Real-time probing of chirality during a chemical reaction
November 13, 2019Chiral molecules interact and react differently with other chiral objects, depending on their handedness. Therefore, it is essential to understand and ultimately control the evolution of molecular chirality during chemical reactions. Although highly sophisticated techniques for the controlled synthesis of chiral molecules have been developed, the observation of chirality on the natural femtosecond time scale of a chemical reaction has so far remained out of reach in the gas phase. Here, the authors demonstrate a general experimental technique, based on high-harmonic generation in tailored laser fields, and apply it to probe the time evolution of molecular chirality during the photodissociation of 2-iodobutane. These measurements show a change in sign and a pronounced increase in the magnitude of the chiral response over the first 100 fs, followed by its decay within less than 500 fs, revealing the photodissociation to achiral products. The observed time evolution is explained in terms of the variation of the electric and magnetic transition-dipole moments between the lowest electronic states of the cation as a function of the reaction coordinate. These results open the path to investigations of the chirality of molecular-reaction pathways, light-induced chirality in chemical processes, and the control of molecular chirality through tailored laser pulses.

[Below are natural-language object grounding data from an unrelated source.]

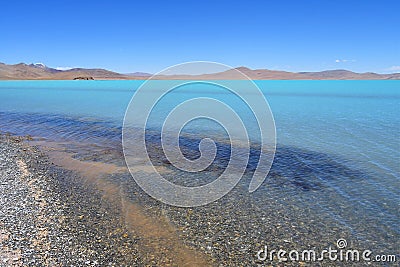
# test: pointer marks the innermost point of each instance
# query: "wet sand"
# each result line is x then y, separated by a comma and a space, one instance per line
56, 211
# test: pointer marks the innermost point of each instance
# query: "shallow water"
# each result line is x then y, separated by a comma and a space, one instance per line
336, 170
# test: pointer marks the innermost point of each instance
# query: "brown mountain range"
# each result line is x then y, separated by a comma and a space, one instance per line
41, 72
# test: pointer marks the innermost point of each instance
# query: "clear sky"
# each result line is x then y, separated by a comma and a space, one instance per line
129, 36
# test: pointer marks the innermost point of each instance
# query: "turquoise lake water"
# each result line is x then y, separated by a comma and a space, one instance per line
338, 141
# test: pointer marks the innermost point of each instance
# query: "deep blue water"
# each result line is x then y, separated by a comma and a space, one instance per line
338, 141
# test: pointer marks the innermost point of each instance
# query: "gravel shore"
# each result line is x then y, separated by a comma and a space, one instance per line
48, 217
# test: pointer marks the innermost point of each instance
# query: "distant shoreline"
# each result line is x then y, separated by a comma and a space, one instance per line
24, 71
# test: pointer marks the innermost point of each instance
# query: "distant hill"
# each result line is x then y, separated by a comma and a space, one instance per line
39, 71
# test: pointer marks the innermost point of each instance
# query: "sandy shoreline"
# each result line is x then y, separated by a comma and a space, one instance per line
50, 218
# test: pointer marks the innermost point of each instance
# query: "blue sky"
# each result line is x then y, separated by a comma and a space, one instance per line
129, 36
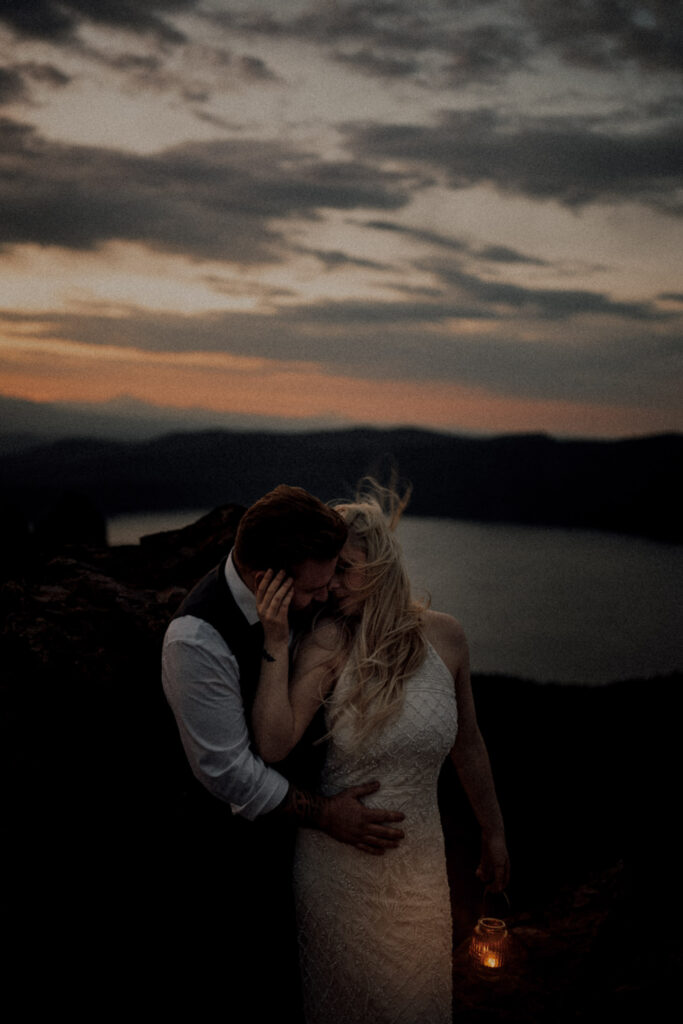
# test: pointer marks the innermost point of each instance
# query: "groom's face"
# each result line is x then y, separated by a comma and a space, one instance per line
311, 582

Figure 1. Illustration of the investigated photochemical reaction. An initially chiral molecule is photoexcited by a femtosecond laser pulse centered at 266 nm. The ensuing photodissociation reaction leads to a time-dependent change in the chiral structure of the molecule. The leftmost image displays the equilibrium geometry of (R)-2-iodobutane (see SI Appendix for details). The structures in the other images have been obtained by varying the C–I bond distance and relaxing all remaining degrees of freedom.

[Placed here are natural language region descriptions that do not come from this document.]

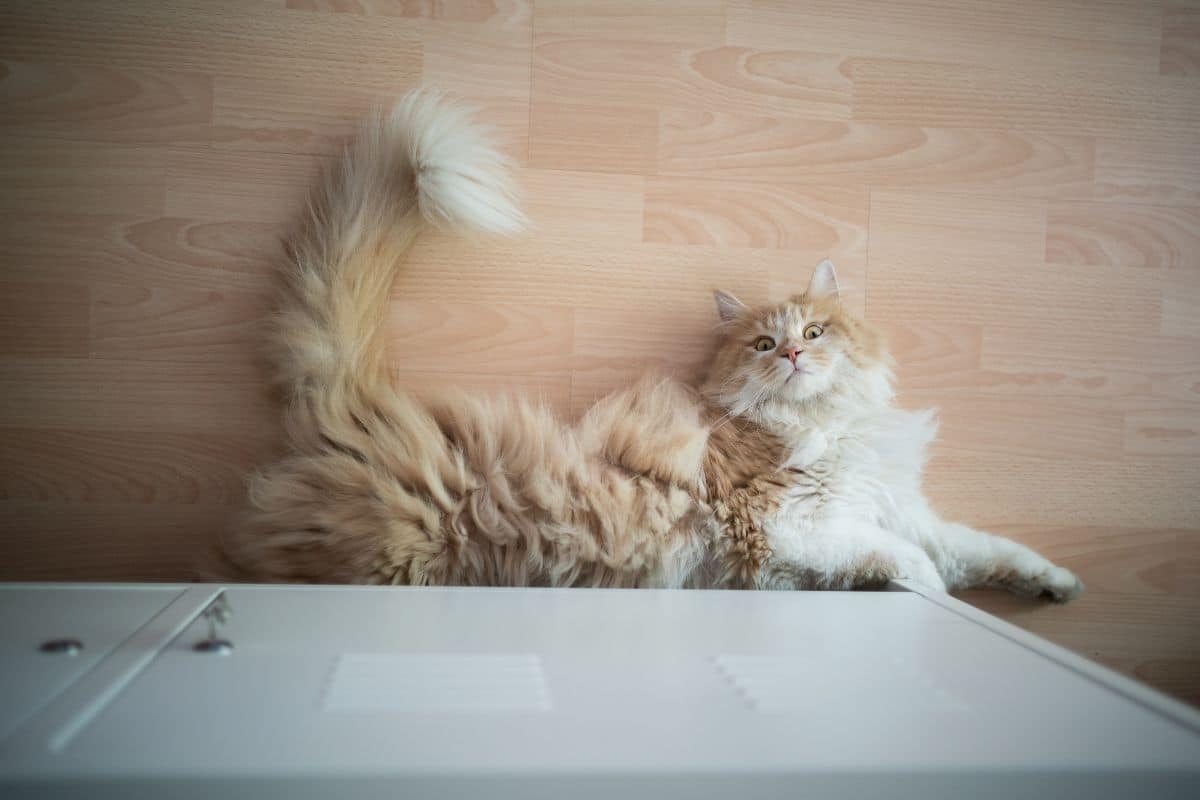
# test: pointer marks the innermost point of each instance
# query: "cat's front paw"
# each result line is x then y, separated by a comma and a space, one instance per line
1056, 584
921, 571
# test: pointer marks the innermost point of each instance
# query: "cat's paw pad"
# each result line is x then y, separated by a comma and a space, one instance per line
1057, 584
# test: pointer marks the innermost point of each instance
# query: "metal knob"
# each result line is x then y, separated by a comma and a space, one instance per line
216, 614
65, 647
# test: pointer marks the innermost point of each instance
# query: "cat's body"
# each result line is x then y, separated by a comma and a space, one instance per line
789, 468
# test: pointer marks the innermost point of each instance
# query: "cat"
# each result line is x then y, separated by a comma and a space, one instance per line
789, 467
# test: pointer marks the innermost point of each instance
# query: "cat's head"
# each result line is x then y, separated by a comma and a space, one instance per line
790, 356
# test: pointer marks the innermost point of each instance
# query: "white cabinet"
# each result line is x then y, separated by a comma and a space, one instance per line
528, 692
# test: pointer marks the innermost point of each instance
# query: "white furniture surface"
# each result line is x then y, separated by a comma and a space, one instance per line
390, 692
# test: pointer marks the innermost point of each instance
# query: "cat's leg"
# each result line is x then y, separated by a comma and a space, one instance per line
969, 558
845, 555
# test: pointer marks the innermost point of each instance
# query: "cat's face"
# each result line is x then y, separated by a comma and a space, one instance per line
792, 352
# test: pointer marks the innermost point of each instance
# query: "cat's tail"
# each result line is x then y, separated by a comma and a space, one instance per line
426, 162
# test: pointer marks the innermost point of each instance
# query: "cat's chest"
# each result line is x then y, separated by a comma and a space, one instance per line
837, 480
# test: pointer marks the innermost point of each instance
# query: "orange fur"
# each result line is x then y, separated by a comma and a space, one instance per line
658, 485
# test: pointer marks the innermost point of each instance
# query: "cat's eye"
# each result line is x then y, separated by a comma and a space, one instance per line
763, 343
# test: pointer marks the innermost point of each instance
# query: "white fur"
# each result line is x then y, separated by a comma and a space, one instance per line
859, 463
461, 179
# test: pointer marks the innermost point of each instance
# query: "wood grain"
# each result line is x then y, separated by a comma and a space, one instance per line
1180, 54
660, 74
501, 13
1049, 35
43, 319
1011, 191
97, 103
47, 176
1084, 103
711, 144
1122, 234
696, 22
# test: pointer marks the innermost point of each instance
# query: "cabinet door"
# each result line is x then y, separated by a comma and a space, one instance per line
97, 617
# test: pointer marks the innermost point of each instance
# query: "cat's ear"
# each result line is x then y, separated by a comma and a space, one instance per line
823, 282
727, 306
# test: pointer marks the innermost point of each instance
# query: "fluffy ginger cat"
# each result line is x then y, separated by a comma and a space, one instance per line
787, 468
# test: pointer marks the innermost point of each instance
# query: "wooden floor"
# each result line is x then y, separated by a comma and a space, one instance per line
1011, 188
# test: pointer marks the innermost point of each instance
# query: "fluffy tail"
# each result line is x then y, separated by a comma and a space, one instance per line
425, 162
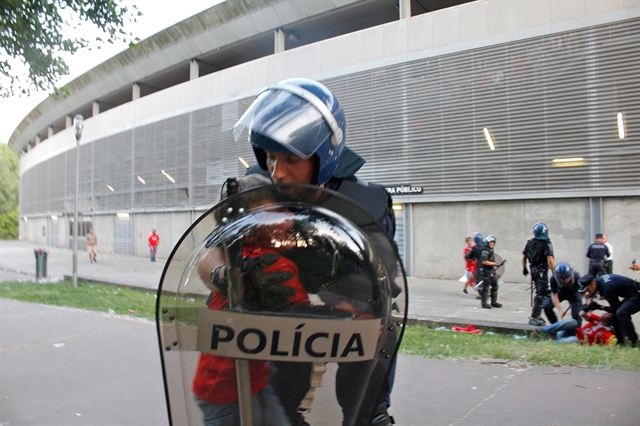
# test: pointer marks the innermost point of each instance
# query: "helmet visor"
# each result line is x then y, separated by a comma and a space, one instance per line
290, 120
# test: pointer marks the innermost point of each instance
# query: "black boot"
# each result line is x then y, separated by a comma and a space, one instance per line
484, 303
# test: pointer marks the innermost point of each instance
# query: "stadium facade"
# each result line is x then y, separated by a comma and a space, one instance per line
486, 115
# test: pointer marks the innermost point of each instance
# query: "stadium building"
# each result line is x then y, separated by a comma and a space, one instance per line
487, 115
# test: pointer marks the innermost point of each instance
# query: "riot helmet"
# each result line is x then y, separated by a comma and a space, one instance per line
477, 238
564, 274
297, 116
541, 231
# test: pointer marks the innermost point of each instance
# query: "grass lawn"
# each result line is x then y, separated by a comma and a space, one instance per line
418, 340
445, 344
88, 295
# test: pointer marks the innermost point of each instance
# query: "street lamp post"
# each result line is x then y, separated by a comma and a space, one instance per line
78, 125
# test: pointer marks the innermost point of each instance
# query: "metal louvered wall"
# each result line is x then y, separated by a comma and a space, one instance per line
419, 122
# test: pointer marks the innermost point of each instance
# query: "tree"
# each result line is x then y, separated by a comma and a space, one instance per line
32, 38
8, 193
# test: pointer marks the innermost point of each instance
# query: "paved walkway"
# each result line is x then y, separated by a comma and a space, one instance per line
431, 300
63, 366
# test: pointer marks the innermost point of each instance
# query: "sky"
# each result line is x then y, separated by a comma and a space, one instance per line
156, 16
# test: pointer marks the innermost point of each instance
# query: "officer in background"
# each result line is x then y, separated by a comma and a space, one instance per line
597, 253
622, 294
487, 273
564, 286
297, 132
539, 252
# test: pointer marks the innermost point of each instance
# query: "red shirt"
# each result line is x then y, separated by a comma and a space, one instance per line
470, 265
595, 332
154, 239
215, 378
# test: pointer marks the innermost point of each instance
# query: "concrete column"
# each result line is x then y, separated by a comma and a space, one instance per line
405, 9
595, 216
278, 40
135, 91
194, 69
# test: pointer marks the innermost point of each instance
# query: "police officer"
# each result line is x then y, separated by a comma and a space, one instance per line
622, 294
564, 286
597, 252
297, 132
487, 273
539, 252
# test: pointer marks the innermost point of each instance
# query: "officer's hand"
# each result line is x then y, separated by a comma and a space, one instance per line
263, 287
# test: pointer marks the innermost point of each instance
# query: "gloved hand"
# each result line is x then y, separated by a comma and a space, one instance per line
265, 288
260, 287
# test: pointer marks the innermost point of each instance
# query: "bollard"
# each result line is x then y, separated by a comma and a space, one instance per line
41, 263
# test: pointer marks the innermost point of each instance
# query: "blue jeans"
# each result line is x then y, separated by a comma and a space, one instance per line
265, 409
564, 331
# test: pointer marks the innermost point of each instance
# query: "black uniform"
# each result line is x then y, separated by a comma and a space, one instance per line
291, 380
537, 252
487, 274
569, 293
623, 295
596, 254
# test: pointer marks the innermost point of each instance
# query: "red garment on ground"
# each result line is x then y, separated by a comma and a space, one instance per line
468, 329
215, 378
595, 332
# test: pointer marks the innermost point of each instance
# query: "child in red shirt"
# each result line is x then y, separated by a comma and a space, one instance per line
470, 266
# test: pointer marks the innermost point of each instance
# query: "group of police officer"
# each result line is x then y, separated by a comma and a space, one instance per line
486, 273
621, 293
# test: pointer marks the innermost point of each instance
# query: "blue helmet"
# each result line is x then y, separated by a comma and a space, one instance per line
477, 238
541, 231
564, 274
299, 116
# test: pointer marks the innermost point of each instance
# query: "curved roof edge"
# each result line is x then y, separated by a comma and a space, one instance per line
219, 26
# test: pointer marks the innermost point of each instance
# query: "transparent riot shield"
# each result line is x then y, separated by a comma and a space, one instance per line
276, 307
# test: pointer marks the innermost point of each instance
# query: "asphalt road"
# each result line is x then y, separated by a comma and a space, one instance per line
61, 366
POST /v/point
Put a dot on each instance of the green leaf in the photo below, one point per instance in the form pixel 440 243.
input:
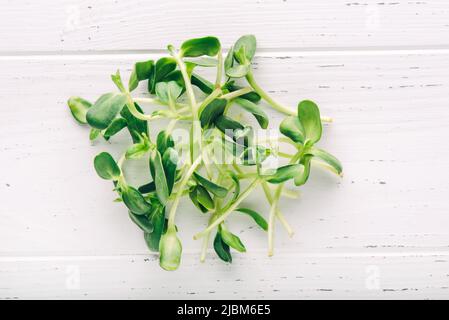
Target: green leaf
pixel 141 71
pixel 138 150
pixel 214 188
pixel 207 46
pixel 327 158
pixel 212 111
pixel 168 92
pixel 79 107
pixel 231 239
pixel 302 178
pixel 135 202
pixel 222 249
pixel 170 249
pixel 116 126
pixel 117 79
pixel 261 222
pixel 293 129
pixel 238 71
pixel 147 188
pixel 106 166
pixel 255 154
pixel 105 109
pixel 157 218
pixel 142 221
pixel 170 162
pixel 159 178
pixel 164 141
pixel 94 133
pixel 164 66
pixel 229 60
pixel 258 113
pixel 204 198
pixel 136 127
pixel 285 173
pixel 248 43
pixel 251 96
pixel 309 116
pixel 226 124
pixel 193 195
pixel 203 84
pixel 203 62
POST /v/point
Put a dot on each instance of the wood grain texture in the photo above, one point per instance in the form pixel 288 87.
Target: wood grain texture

This technique is sufficiently sensitive to be applicable to the gas phase, but is equally applicable to liquids (42) and solids (39) in future experiments. Its relatively large CD effects, comparable in magnitude to PECD, combined with its all-optical nature make it a powerful chiral-sensitive method for detecting ultrafast changes in molecular chirality. The ability to probe chiral photochemical processes on such time scales opens up a variety of possibilities for investigating chiral-recognition phenomena, such as the processes that determine the outcome of enantioselective chemical reactions. Paired with recent developments in condensed-phase high-harmonic spectroscopy, the new technique will rapidly be applied to all phases of matter, where it will unlock the study of a range of chiral phenomena on ultrashort time scales.